Sony’s ultra-thin Bravia KDL40ZX1 LCD TV isn’t the only model from the brand to use wireless communications. The EX series TVs do the same. In fact, the only significant difference between the two is the panel, because both employ what appears to be the same ‘Media Receiver’ external TV tuner and switch box.
The main purpose for having this in the KDL52EX1 TV isn’t to keep the TV thin, although at 57 mm it is remarkably thin. Instead, the main reason seems to be to avoid the ugliness of cables, although of course you need a power cable.
In practice, this TV makes the ideal wall-hanger. Being relatively thin, and devoid of most connections, it would look a million dollars properly installed. It comes with a white bezel, with narrow aluminium frame at the edges, and to my eyes looks utterly gorgeous. That does tend to make the dark screen stand out more when the unit is switched off, but the TV has a ‘Picture Frame’ mode, in which it can display your photos from a USB memory stick, statically or as a slide show.

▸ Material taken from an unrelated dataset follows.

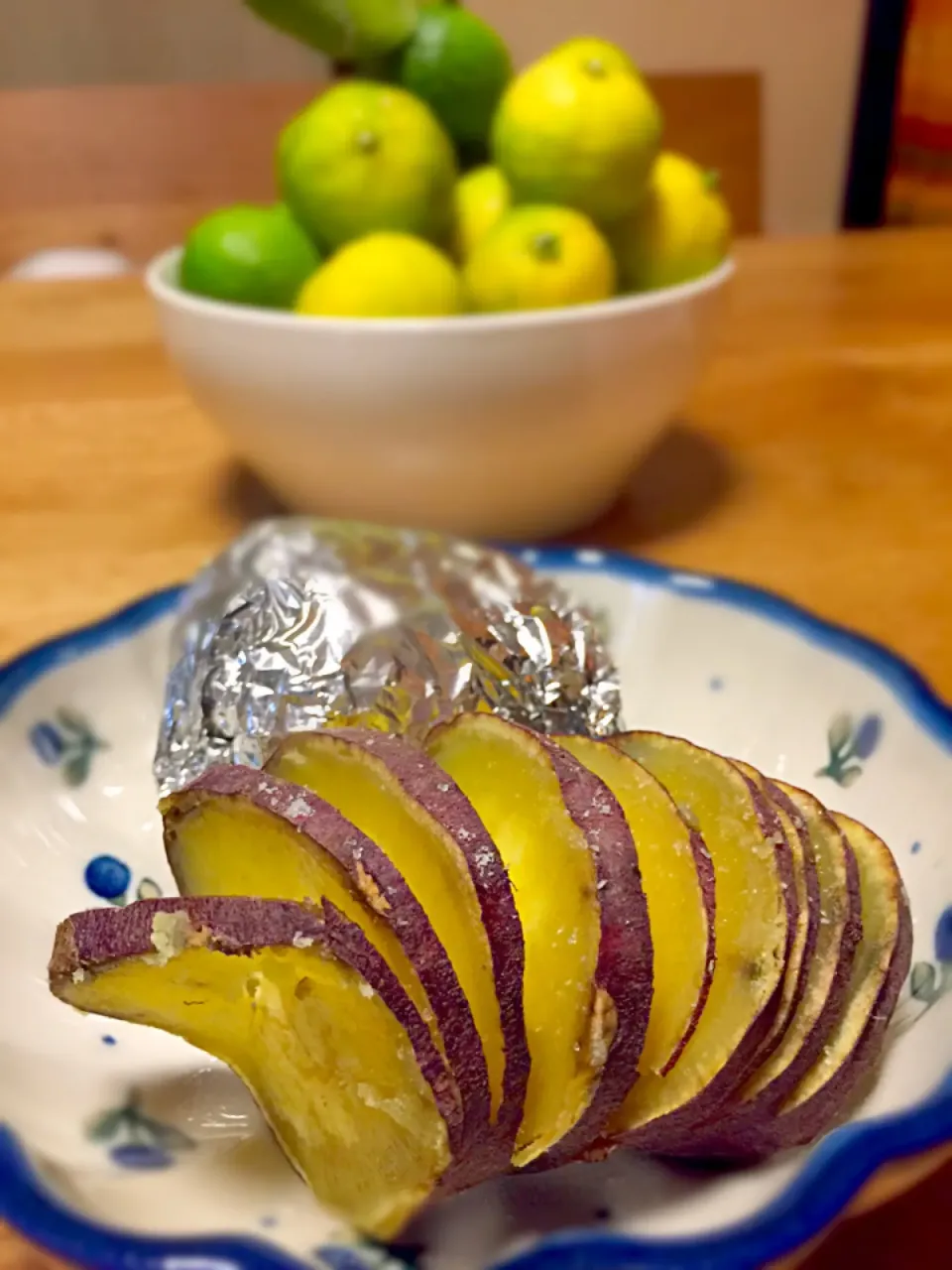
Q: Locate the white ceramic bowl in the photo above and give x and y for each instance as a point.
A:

The TV has plenty of inputs on its Media Receiver to accommodate a range of video sources (the panel itself has one HDMI input to supplement the wireless communications). The Media Receiver also features both analog and digital TV tuners.
One other radio-type wireless part of this TV is the remote control. Infrared is not employed, which eliminates line-of-sight demands, so you can put the Media Receiver away in a cupboard (two IR remote control ‘blasters’ are included to control other Sony equipment, via the TV’s remote control). It goes some way to replicating the convenience offered by Bravia Sync, which allows compatible Sony equipment connected over HDMI to be operated by one remote (the one belonging to the TV or Blu-ray player for instance), and once I got used to not having to point the thing at the TV, I found it became even more of a pleasure to use.
How this TV performs depends very much on what you are watching, and whether your external sources are directly connected to the panel, or through the Media Receiver.
Digital TV performance was simply brilliant, on both high definition and standard definition stations. The colour was immaculate and the combination of some subtle noise reduction circuits and the Motion Flow 100Hz video processing burnished the image to make it highly watchable, even with standard definition stations.
DVDs and Blu-ray were variable though. The same situation arose with the 40ZX1 and it is all to do with the wireless connection. This uses 1080i as its format, even if you have your DVD player or Blu-ray set to output 1080p. If you have your Blu-ray player connected to the Media Receiver, you can’t even use the smoother 1080p24 output format at all.
Sony has long-championed the benefits of 1080p24 compatibility (the ability to display a film at its original frame rate), integrating it as ’24p True Cinema’ to all its recent-model Blu-ray players and even its new entry level Bravias. Its absence, then, is likely a limitation of the particular radio frequency technology used rather than a failure by Sony to implement it.
The TV panel has quite a bit of video processing built in, however, so it attempts to restore the full 1080p image after transmission, and the results were sometimes very good, sometimes quite poor. In particular, some 1080i50 material from the increasing number of Blu-ray discs in that format were not handled at all well, with visible instability on fine picture detail.
Fortunately the direct HDMI input to the panel accepted 1080p24 and other forms of 1080p and delivered a fine performance. Even though I am not a great fan of the motion smoothing features of most TVs, Sony’s ‘Motion Flow 100Hz’ version generally gave good results, with a minimum of artefacts and a more natural overall look to the picture, even with 1080p24 from Blu-ray.
Once again, the colour was excellent, and the black levels were very good as well, and quite even. Subjectively, blacks were even better than usual thanks to the contrast against the white frame around the TV picture.
The Sony Bravia KDL52EX1 is an excellent LCD TV with a very large screen and high performance when you use a wired connection to the panel. The TV performance is excellent as well. But for its wireless convenience and styling, you do pay a very large premium ($1,700) over the more highly specified KDL52Z4500.
Still, I could see it fitting very well into my home.